Tuesday, July 22, 2008

The Thought-terminating Cliché

Clichés are the simplistic, thought-negating, tired, and generally vague notions, ideas, images, and expressions that people use in place of true thought. Dictionaries typically define clichés as trite phrases or expressions, for example:

“You only get out of life what you put into it.”
“There you go!”
"Time takes time."

What do these clichés really mean? When they are put in equivolent words their inanity emerges. For example:
  • "I'm a work in progress." = "I'm still not dead."
  • "Life is a journey." = "In my life I will go places and do things."
  • "It is what it is." = "It exists."
  • "It will be what it will be." = In time something will change, or else it won't."
In other words these clichés are empty of thought beyond the transparently obvious truth they express. So why are they used so often. Perhaps it is becuase when real thought is desired to truly express the distinct meaning appropriate to a unique situation (a predicament that calls upon some reflection and search for appropriate expression – appropriate to thinker and his/her context) these clichés spring to mind. They come to relieve you of the difficulty of thinking for yourself: they'll think for you. The more you use them the harder they are to get rid of. Keep in mind that clichés also include the ideas that they express! This is the true danger of using them. By doing so you relinquish your own awareness, feeling, and ideas and surrender yourself to the vagueness of the cliché. Thinking then becomes thought via "clipthoughts".
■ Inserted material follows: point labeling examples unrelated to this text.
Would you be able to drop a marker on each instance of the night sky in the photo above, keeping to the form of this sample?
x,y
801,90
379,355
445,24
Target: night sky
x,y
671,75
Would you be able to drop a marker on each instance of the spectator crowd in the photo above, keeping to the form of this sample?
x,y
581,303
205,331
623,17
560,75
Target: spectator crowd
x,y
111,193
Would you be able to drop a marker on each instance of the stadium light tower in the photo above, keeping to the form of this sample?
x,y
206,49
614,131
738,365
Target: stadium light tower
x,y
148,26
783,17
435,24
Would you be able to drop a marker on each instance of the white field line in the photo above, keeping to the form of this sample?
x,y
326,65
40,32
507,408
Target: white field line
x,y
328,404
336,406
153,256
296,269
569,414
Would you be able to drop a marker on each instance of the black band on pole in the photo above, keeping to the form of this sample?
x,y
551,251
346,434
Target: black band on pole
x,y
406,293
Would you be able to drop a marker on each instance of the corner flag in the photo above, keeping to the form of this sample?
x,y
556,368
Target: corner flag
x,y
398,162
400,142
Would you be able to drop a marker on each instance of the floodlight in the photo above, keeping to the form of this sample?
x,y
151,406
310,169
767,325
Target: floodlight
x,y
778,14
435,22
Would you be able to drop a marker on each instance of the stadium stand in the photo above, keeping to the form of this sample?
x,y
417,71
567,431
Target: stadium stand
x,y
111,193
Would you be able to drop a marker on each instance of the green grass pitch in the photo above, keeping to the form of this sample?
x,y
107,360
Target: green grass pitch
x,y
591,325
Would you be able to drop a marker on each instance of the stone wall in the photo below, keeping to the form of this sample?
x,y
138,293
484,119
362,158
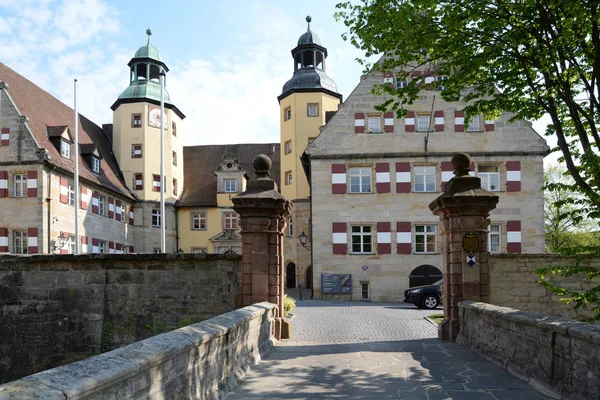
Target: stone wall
x,y
513,283
201,361
58,309
556,355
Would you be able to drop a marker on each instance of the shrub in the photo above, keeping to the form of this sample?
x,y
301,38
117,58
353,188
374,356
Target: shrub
x,y
289,303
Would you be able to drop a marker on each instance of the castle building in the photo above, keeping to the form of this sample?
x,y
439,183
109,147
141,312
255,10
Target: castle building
x,y
372,177
306,100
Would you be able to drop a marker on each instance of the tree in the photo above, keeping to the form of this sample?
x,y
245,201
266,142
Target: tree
x,y
528,57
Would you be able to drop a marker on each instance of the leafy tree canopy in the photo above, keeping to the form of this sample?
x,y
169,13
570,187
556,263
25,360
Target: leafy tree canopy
x,y
527,57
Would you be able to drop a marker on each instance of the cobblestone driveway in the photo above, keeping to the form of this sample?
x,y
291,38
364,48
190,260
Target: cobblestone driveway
x,y
354,322
374,351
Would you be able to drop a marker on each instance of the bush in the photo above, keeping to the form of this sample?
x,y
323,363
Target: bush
x,y
289,303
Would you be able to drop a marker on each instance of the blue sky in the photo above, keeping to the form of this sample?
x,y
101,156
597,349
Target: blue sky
x,y
228,59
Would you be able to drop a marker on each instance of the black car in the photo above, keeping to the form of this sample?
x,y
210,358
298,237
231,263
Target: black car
x,y
427,296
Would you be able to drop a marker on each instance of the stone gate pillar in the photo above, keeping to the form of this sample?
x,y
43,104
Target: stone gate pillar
x,y
263,211
463,209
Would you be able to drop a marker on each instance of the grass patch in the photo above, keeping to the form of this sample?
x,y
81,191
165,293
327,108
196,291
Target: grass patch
x,y
437,318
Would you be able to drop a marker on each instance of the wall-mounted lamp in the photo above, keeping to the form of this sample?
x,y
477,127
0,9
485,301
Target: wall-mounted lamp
x,y
62,240
303,237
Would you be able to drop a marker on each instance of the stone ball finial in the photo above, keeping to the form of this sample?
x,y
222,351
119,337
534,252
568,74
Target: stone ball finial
x,y
461,162
262,165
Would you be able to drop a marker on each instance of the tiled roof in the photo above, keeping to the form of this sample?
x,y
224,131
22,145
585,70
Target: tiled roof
x,y
44,110
200,163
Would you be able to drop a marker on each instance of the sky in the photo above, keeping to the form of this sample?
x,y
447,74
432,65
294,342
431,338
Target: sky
x,y
228,60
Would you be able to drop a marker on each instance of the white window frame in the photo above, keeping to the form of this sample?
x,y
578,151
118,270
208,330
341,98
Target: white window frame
x,y
495,232
71,194
357,174
227,188
428,174
101,205
487,177
20,185
421,120
156,219
363,232
199,217
20,242
232,219
474,124
429,231
65,149
374,123
95,164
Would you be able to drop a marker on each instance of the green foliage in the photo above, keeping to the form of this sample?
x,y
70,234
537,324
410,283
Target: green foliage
x,y
158,327
289,303
530,58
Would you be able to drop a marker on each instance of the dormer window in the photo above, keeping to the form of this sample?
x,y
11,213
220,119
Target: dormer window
x,y
95,164
65,149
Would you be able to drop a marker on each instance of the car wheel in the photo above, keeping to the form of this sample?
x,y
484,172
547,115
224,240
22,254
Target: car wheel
x,y
430,301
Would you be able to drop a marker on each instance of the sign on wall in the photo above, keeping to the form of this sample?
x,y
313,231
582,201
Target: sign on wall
x,y
336,283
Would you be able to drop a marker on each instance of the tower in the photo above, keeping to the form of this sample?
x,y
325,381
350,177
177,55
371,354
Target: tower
x,y
136,146
304,103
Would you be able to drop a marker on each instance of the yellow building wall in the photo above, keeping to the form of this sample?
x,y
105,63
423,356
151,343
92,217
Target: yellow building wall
x,y
124,136
189,238
298,130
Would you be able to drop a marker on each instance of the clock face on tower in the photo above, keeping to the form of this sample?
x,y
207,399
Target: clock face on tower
x,y
154,118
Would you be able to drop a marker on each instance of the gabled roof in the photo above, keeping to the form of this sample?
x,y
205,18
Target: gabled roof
x,y
44,110
200,162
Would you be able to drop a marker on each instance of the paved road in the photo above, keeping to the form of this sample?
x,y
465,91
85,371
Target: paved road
x,y
373,351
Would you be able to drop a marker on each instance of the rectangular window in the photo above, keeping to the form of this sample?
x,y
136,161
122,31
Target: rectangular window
x,y
20,186
364,290
474,124
494,243
423,122
287,146
71,191
374,123
400,84
230,220
20,242
95,164
440,82
156,217
425,238
138,181
65,149
199,221
229,185
287,113
136,120
424,178
101,205
362,239
490,177
136,151
360,180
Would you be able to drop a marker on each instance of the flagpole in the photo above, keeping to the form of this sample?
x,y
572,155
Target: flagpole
x,y
162,162
76,149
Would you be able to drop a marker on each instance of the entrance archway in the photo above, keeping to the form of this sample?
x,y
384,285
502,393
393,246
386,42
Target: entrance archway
x,y
424,275
290,276
309,277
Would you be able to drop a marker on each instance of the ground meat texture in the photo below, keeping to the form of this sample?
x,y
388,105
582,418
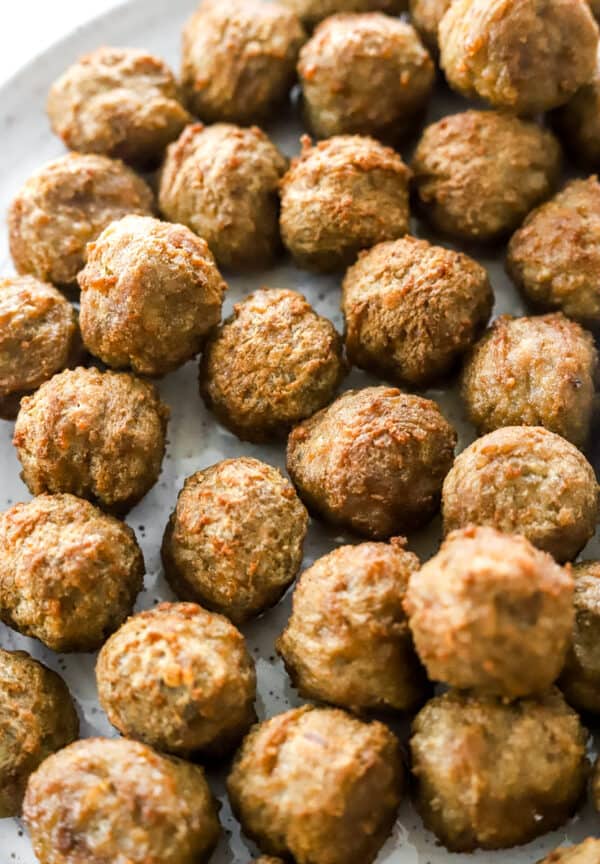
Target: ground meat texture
x,y
66,205
492,774
526,56
234,542
69,574
150,292
477,174
103,800
347,641
120,102
374,461
341,196
37,717
99,435
538,371
366,74
525,480
413,309
318,785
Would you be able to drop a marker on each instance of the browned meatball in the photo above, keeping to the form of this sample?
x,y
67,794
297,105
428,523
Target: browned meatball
x,y
492,774
272,363
99,435
367,74
150,292
412,309
525,480
118,101
69,574
318,785
221,181
64,206
37,717
374,461
103,800
234,541
478,174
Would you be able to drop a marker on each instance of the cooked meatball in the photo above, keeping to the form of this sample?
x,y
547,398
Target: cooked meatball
x,y
272,363
37,717
477,174
66,205
234,541
221,181
102,800
120,102
523,55
374,461
367,74
525,480
318,785
347,641
150,292
69,574
99,435
413,309
492,774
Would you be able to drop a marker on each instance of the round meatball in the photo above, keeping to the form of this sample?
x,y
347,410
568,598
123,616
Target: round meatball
x,y
99,435
37,717
491,612
492,774
103,800
178,678
413,309
341,196
120,102
69,574
374,461
367,74
234,541
525,480
343,780
477,174
539,371
347,641
272,363
523,55
150,292
222,181
66,205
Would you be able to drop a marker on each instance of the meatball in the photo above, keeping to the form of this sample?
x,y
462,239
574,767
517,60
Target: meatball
x,y
412,309
120,102
492,774
272,363
66,205
526,56
99,435
374,461
37,717
343,783
525,480
491,612
347,641
234,541
150,292
538,371
222,181
341,196
103,800
477,174
69,574
367,74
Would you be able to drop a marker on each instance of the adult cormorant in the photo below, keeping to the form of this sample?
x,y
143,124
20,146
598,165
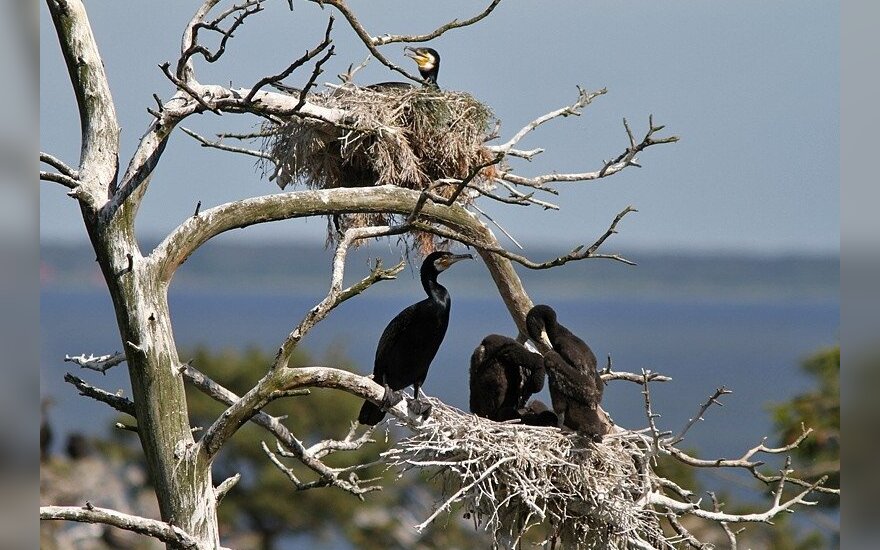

Robert Jay Lifton calls this surrender to the cliché “thought-terminating cliché”. When such a cliché is used it does not permit analysis, or discussion. The conversation is over. It is characteristic of totalitarian regimes and totalitarian approaches to relationships. When someone trots out one of the following during the analysis of a complex human problem you know the conversation has ended. These clichés are by nature highly reductive, definitive-sounding, easily memorized, and easily expressed. They are also totally empty in that there is no relationship between the words, their meanings, and the topic or person at hand. Here are some we all have bumped into:

“Everyone is entitled to his own opinion.”
“We will have to agree to disagree.”
“Such is life.”
“We are just different.”

Here Big Frank is making reference to the verbal clues (clichés) to the vacuousness of the thought. There are also visual clues, clipart, for example. Perhaps the key notion here is one of awareness of self and the world coupled with an ability to express one's individual way of seeing things. It requires effort. Here’s William Stafford’s view on discovering his own way of looking at things, which he characterizes in almost romantic terms as finding his MUSE.

When I Met My Muse
By William Stafford

I glanced at her and took my glasses
Off—they were still singing. They buzzed
Like a locust on the coffee table and then
Ceased. Her voice belled forth, and the
Sunlight bent. I felt the ceiling arch, and
Knew that nails up there took a new grip
On whatever they touched. "I am your own
Way of looking at things," she said. "When
You allow me to live with you, every
Glance at the world around you will be
A sort of salvation." And I took her hand.

3 comments:

Anonymous said...

Wow. This post is really something.

Trizi said...

Thanks for writing this. I have been frustrated with the "it is what it is" cliche that is so overused by my life coach and exec friends, which I always took as such a resigned approach. Now I see it as controlling; a way to stop the conversation. I now have the following quote at the bottom of my emails:


"The problems of the world cannot possibly be solved by skeptics or cynics whose horizons are limited by obvious realities. We need men and women who can dream of things that never were..." John F. Kennedy

Of course, he got himself killed - and that "is what it is" I suppose.

Unknown said...

Yeah I use these whenever I don;t feel like talking which is kinda often. I'm just not the type of person who interfere or cares about other people's lives so much. But still a good post.